HOUSTON - Researchers at The University of Texas M. D. Anderson Cancer Center have significantly refined the scientific understanding of how a cell begins the process of self-destruction - an advance they say may help in the design of more targeted cancer therapies.
In the June 30 issue of the journal Cell, the research team found that a natural "brake" exists in a cell to prevent it from undergoing apoptosis, or programmed cell death, and they say that optimal anti-cancer therapies should take a two-pronged approach to overriding this brake in order to force a tumor cell to die. Very few drugs do this now, they say.
The discovery "demonstrates that apoptosis is more complicated than had been believed, and consequently harder to achieve," says the study's lead author, Dean G. Tang, Ph.D., associate professor in the Department of Carcinogenesis in the Science Park Research Division of M. D. Anderson in Smithville, Texas.
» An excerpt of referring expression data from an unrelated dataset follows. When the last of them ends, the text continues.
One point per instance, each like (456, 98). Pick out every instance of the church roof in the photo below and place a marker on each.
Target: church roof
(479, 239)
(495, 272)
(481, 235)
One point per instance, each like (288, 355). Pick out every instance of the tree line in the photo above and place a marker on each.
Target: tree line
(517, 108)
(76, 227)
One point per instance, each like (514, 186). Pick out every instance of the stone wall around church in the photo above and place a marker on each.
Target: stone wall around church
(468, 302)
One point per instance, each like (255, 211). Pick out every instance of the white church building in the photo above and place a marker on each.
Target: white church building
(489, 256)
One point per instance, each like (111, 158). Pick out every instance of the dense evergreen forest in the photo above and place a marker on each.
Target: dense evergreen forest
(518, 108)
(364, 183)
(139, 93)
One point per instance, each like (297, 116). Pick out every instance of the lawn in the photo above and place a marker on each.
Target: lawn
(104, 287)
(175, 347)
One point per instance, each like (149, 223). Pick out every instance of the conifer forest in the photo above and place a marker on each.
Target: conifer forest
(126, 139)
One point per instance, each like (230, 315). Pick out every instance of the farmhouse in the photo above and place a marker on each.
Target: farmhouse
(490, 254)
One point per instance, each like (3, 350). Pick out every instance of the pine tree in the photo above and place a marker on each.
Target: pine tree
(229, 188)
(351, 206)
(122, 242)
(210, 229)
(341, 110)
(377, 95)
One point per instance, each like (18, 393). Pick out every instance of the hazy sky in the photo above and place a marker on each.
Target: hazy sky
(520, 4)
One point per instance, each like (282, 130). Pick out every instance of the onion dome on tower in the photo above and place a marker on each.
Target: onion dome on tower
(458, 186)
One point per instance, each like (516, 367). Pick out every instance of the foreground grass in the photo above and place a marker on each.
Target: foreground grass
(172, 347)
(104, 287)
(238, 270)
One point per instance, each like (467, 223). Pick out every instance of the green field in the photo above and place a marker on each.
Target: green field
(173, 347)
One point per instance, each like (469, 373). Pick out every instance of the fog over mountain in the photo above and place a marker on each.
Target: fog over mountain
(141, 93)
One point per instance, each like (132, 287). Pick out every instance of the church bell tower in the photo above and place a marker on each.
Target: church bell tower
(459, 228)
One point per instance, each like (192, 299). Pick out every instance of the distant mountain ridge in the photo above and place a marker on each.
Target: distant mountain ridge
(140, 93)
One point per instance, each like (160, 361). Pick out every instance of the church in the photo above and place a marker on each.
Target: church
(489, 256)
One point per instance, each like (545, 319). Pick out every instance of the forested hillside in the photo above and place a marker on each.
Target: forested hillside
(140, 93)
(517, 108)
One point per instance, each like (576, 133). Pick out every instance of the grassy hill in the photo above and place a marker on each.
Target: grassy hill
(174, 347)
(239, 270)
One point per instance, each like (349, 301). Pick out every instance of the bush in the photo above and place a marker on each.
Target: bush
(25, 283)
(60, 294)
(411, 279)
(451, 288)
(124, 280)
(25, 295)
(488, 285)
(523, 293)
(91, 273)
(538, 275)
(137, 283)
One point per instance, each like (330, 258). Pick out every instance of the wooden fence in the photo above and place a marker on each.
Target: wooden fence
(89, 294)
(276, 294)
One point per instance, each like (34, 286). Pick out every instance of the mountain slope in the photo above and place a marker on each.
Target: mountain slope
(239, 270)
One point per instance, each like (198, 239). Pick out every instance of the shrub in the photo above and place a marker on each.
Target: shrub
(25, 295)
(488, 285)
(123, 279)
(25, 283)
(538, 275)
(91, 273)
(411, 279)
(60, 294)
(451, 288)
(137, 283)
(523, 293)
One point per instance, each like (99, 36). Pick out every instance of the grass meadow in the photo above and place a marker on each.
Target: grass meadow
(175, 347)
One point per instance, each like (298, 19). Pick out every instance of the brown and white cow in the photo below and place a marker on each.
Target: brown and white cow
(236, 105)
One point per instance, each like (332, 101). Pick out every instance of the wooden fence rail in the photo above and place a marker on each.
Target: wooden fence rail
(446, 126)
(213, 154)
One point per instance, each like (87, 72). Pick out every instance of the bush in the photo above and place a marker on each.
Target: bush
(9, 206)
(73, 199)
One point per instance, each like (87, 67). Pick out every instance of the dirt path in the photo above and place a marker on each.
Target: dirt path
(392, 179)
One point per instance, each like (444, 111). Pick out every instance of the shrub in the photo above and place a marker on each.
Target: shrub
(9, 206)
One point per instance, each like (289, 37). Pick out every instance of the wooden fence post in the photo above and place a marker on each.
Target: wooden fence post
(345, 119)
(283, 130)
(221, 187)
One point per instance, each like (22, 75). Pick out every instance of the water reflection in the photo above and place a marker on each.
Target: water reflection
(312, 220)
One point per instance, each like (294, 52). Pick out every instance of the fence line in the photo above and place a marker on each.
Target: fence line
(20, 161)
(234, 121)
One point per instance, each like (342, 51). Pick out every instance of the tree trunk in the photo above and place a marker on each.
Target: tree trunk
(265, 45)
Apoptosis can occur when a cell has reached its lifespan, and so is "programmed" to die, or is initiated when a cell is damaged beyond repair or infected by a virus. Apoptosis is rare in cancer because tumor cells have adapted biological pathways to circumvent cell death, so many anti-cancer therapies focus on inducing apoptosis in these cells, Tang says.
But the notion of how to push cancer cells to die has been flawed, Tang says. These new findings "overturn a scientific dogma so long accepted that it has become a textbook standard when talking about apoptosis," he continues.
Researchers agree that the seminal event that leads to initiation of apoptosis is the release of a key protein known as cytochrome c (CC) from a cell's mitochondria, the organelle's energy storehouse. These molecules then bind to another protein called Apaf-1 in the cell cytoplasm, and together they form a scaffolding "death wheel" to activate enzymes called caspases that shred a cell apart.